DON’T cut too much off the end of the sealant tube tip.
The plastic tip on a sealant tube narrows to a point, and the more you cut off, the larger the bead of caulk will be. Some tubes come with measured cut lines on the tip, allowing you to select the one that most closely matches the width of the seam; others are unmarked. The best practice is to cut off just the end of the tip, and then squeeze out some caulk to see the size of the bead. You can always cut off more, but if you cut off too much at first, your bead will be too thick for the seam.
DO use both hands to run a bead.
It takes two hands to control a sealant gun. Use your dominant hand to hold the gun and pull the trigger, and support the barrel of the gun near the tip with your other hand. Also be sure to keep your wrists straight, moving your elbows and body when running a bead. For example, if caulking a vertical seam, start at the top and as you progress downward, bend your elbows—or knees—to seal lower while maintaining your wrist position.

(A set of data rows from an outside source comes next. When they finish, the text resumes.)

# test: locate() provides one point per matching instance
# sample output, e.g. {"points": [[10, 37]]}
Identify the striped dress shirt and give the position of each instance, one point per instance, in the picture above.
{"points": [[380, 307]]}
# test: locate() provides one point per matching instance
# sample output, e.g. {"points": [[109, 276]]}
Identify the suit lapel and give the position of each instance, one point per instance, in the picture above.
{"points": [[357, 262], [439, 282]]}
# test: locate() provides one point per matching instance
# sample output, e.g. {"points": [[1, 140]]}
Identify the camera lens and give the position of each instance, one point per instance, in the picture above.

Bending your wrists would alter the angle of the caulking gun, changing the appearance of the bead.
By the time you reach the end of the bead, you’ll have to change your grip on the gun, which will affect the uniformity of the bead. Rather, apply from one end to the middle of the seam and stop. Then, start at the other end and caulk to meet the first bead. This will allow you to maintain a steady hand position, which will result in a uniform bead.

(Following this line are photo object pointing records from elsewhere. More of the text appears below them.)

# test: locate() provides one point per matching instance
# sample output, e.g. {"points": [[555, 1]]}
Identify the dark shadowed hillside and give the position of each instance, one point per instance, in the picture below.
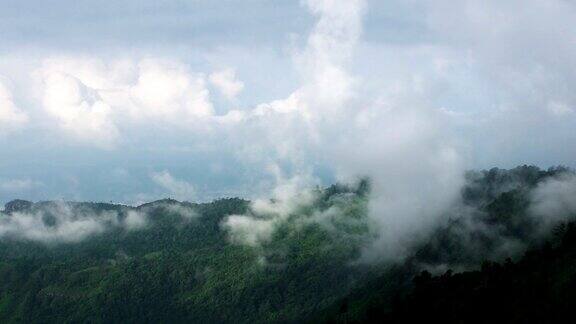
{"points": [[171, 261]]}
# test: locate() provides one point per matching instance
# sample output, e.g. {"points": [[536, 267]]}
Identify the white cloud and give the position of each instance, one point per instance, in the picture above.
{"points": [[167, 90], [69, 224], [554, 200], [227, 83], [11, 117], [18, 185], [180, 189], [79, 109]]}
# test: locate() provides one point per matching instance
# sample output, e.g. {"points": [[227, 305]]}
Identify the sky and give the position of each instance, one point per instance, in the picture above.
{"points": [[130, 101]]}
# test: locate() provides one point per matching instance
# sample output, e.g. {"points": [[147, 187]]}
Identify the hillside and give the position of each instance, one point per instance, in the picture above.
{"points": [[171, 261]]}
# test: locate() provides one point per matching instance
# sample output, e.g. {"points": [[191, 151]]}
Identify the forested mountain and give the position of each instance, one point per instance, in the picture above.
{"points": [[170, 261]]}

DO ride the smooth edge when applyinga seam between a window and textured siding.
Siding is often textured, and if you slide the tip of the tube along the bumpy texture, the bead of caulk will also be bumpy. The solution is to allow the tip of the tube to slide, or “ride” as the pros say, only along the smooth window edge. Keep the tip from riding the textured siding as you’re running the bead. The sealant will still seal the seam and you’ll have a better-looking bead.
DON’T smooth the bead of caulk all the way from one end to the other.

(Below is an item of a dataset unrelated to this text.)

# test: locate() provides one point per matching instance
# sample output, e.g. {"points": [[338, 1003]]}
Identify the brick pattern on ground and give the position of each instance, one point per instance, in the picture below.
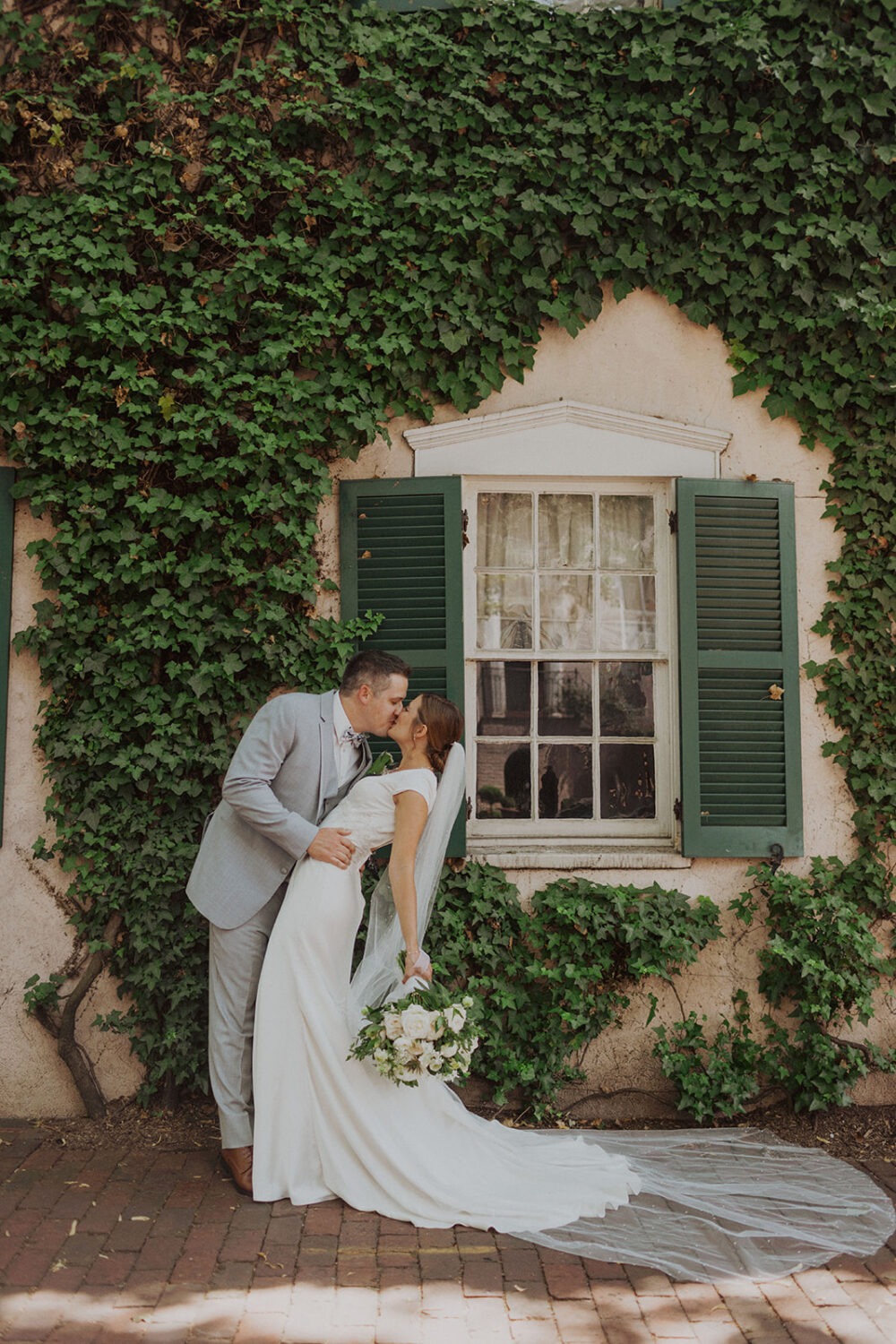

After running the bead, you’ll want to smooth it, either with a wet finger or caulk applicator. The best way to smooth the bead is to start about six inches from the bottom and smooth that small section first. Then, move up another six inches and smooth that section next, pulling downward toward the section you just smoothed. Amateurs often try to smooth the entire bead at one time, which causes excess caulk to build up and overflow on the sides of the seam. Smoothing just a small section at a time will give you a professional look and prevent a mess of excess caulk on the sides of the seam. It takes sealant a couple of hours to start drying, so you should have ample time to smooth in this manner.
DO tape off your seams if you can’t run a smooth bead.
If your hands are shaky or you just can’t seem to move the gun smoothly enough to run a uniform bead, you can still obtain good results by taping off the seam with masking tape. Simply attach strips of masking tape along both edges of the seam, approximately 1/8” away from the seam itself. Then, run the bead of sealant and smooth it off as described above. As soon as you’ve smooth the bead, carefully pull off the tape and you’ll have a perfect 1/4” caulk line.
DON’T use caulk as a filler for poorly trimmed-out windows.
Caulk is intended for use on relatively narrow seams, typically 1/4” wide or tighter. If applied to large gaps, caulk can sag out of the gap and create an unattractive mess.